Чоле не стала выбирать выражения, а припекла тараторку присказкой:

— Колокола и языки звонить мастаки!

Оставив залившуюся слезами Белинду, обе женщины перешли в гостиную, где в это время находилась Рамона.

Глава 21

— Думаю, — сказала Чоле, — не обидится девочка, если прямо спросить у нее, по душе ли ей наш Бето?

Рамона, которая редко в последнее время принимала участие в разговоре, еле заметно улыбнулась, что не ускользнуло от внимания Марианны.

— Рамона, ты думаешь, что она действительно увлечена Умберто?

— Чужая душа темней колодца, — ответила печальная Рамона. — Я бы могла погадать… Но только ведь ты, Марианна, запрещаешь мне это делать…

— Рамона, милая! Я не запрещаю. Просто мне кажется, что это отнимает у тебя много душевных сил и… напоминает тебе о том, что осталось в прошлом.

— Ты права, Марианна… Но и без гадания видно, что они никак не могут отлепиться душой друг от друга. Бывает, что люди и через много лет находят друг друга… Иногда люди лишь через много лет сходятся… Сама ведь знаешь… Только бывает это после того, как они исстрадаются в разлуке… Видать, не время им еще… Не настрадались еще вволю…

— Что такое ты говоришь, Рамона! — воскликнула Чоле, замахав на нее руками. — Зачем им страдать-то? Разве нельзя без страданий, если любишь?

Но Рамоны уже не было в комнате.


Она всегда говорила странно и исчезала внезапно, как будто ее и не было, — тень да и только.

На улице на нее мало кто обращал внимания. Но едва возникал ее низкий прерывистый голос, многие оборачивались, словно слышали, наконец, то, что очень хотели услышать и о чем только догадывались. Ее голос был голосом мексиканской вечности. Такой голос, должно быть, был у индианок в доколумбовой древности Американского континента; пусть эти женщины и говорили на индейских языках Мексики — науатле, майя и других наречиях, а она — на современном испанском.

Глава 22

После занятий Бето остался в школе художественного мастерства поработать в читальном зале.

Он взял с полки несколько журналов и стал нехотя их перелистывать.

Из головы не шла размолвка с Марисабель. Несомненно, он сделал промашку, поехав с Лили в парк Чапультепек, это не вызывало у него сомнений.


Они славно провели время, гуляя по парку, среди множества детей и взрослых, кормили птиц. Катались на разных каруселях.
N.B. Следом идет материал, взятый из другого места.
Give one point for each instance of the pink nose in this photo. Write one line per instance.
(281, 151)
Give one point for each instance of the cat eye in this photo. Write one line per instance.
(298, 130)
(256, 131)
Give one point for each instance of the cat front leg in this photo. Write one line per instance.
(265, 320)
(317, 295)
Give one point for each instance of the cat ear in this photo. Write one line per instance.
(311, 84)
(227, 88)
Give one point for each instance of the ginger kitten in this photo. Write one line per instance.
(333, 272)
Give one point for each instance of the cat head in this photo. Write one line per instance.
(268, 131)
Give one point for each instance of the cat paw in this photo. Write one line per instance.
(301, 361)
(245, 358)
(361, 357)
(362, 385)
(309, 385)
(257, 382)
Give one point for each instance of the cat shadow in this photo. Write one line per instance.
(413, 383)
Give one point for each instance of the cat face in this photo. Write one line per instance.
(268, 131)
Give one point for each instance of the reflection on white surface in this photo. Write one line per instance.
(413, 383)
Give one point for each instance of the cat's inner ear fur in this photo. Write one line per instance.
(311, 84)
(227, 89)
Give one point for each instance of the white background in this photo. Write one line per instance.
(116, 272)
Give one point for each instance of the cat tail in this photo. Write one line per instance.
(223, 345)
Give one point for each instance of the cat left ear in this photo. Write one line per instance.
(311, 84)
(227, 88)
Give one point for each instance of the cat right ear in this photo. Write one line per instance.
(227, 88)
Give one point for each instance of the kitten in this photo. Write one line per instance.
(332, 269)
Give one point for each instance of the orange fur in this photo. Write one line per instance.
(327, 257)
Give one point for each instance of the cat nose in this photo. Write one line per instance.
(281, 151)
Любовались на экспонаты из раскопок.

Потом перекусили у стойки маленького кафе.

Лили брезгливо жевала сандвич с сыром, запивая его кока-колой, это была единственная не мексиканская пища среди разного рода переперченных национальных кушаний.
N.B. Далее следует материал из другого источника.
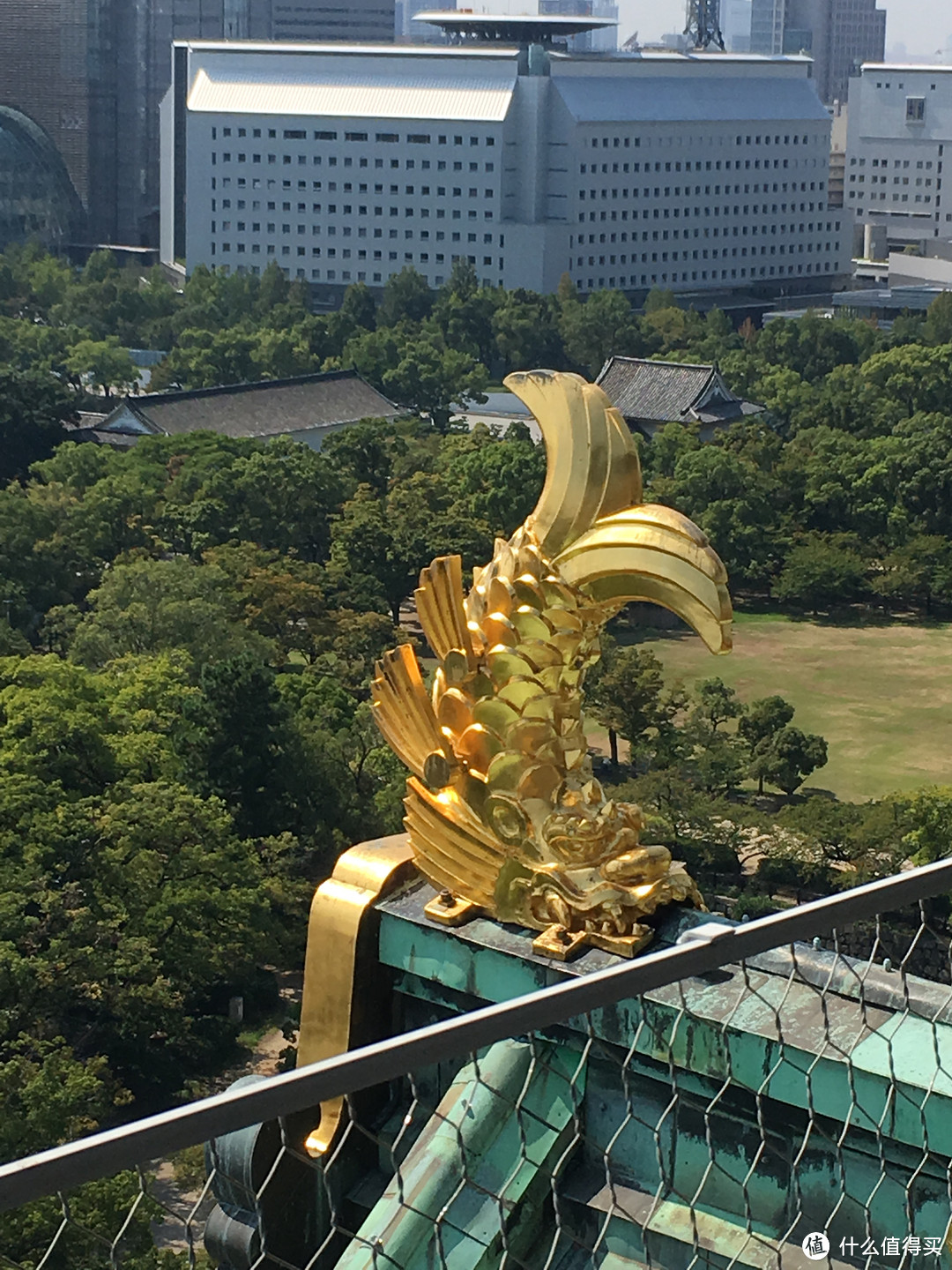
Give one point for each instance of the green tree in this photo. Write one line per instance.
(763, 721)
(787, 758)
(432, 378)
(594, 331)
(406, 297)
(658, 299)
(150, 606)
(822, 573)
(918, 572)
(626, 693)
(104, 363)
(33, 407)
— Неужели тебе не нравятся наши маисовые лепешки с перцем? — удивился Бето.

Рот его был набит, он поднес к самому носу Лили сложенную вдвое надкушенную лепешку, остро пахнущую чесноком, перцем и другими специями, внутри которой находилось мерзкое крошево из Бог весть каких растений, а может быть, и насекомых.

Лили взвизгнула и почувствовала тошноту. Бето не знал, что она не переносит национальную кухню. Возможно, она унаследовала это отвращение от матери-немки.

— Бето! Живи сам и давай жить другим! — строго произнесла она один из лозунгов свободного мира.

То ли не поняв всю серьезность ее декларации прав человека, то ли решив ее подразнить, Бето предался воспоминаниям:

— В квартале, где я вырос, много всяких лакомств продавали. И большие личинки, которые водятся на деревьях-магэй, и рачков-акосилес, их вареными и жареными едят, и грызунов-тепескуинтлес, и мясо броненосцев, — мечтательно закрыв глаза, декламировал Бето свои детские воспоминания простолюдина.

— Бето, побойся Бога! — взмолилась Лили.

— Матушка Чоле до сих пор печет их, — не унимался Бето. — И начинку сама готовит. Мы с мамой Марианной иногда на кухне по три-четыре съедаем!

Помирились на кофе и сладком пироге.

А потом гуляли.

Она шла, обняв его за талию, он ощущал, как ее тело гибко передвигается рядом с его телом, чувствовал, как ей приходится припрыгивать, чтобы идти в ногу (в его большом шаге укладывалось два ее шажка), и нарочно путал ее своими внезапными припрыжками, за что получал резкий толчок бедром, и это ему в общем-то нравилось.

Лили словно подменили, куда пропала ее смешливость, задиристость?

Скосив глаза, Бето поглядывал на ее мальчишескую стрижку с хохолком на макушке, и, словно чувствуя этот взгляд, Лили вышагивала еще «сексуальнее», еще теснее прижималась к нему.

Они стояли под огромной раскидистой сейбой.

Лили притиснула его к стволу, встала на цыпочки и уверенно поцеловала.

По всему было видно, что целоваться ей нравится и что она хорошо знает, где у парней находятся рты…

Закрыв глаза, Бето ответил ей неумелым поцелуем.

Почему-то тут же он увидел лицо Марисабель, и на миг ему почудилось, что он целует ее. Он почувствовал стыд, словно она явилась не в воображении, а наяву, и стала свидетелем его измены.

— Бето, — томно прошептала Лили. — Ты такой вкусный… Поцелуй меня еще…

Будто целоваться начал он, а не она.

Слово «вкусный» вызвало у Бето не то раздражение, не то смех, и он, переведя дух, сказал, благоразумно отойдя от ствола огромного дерева:

— А запах перца «ахи» не мешает?..

— С твоим ртом я готова съесть все что угодно…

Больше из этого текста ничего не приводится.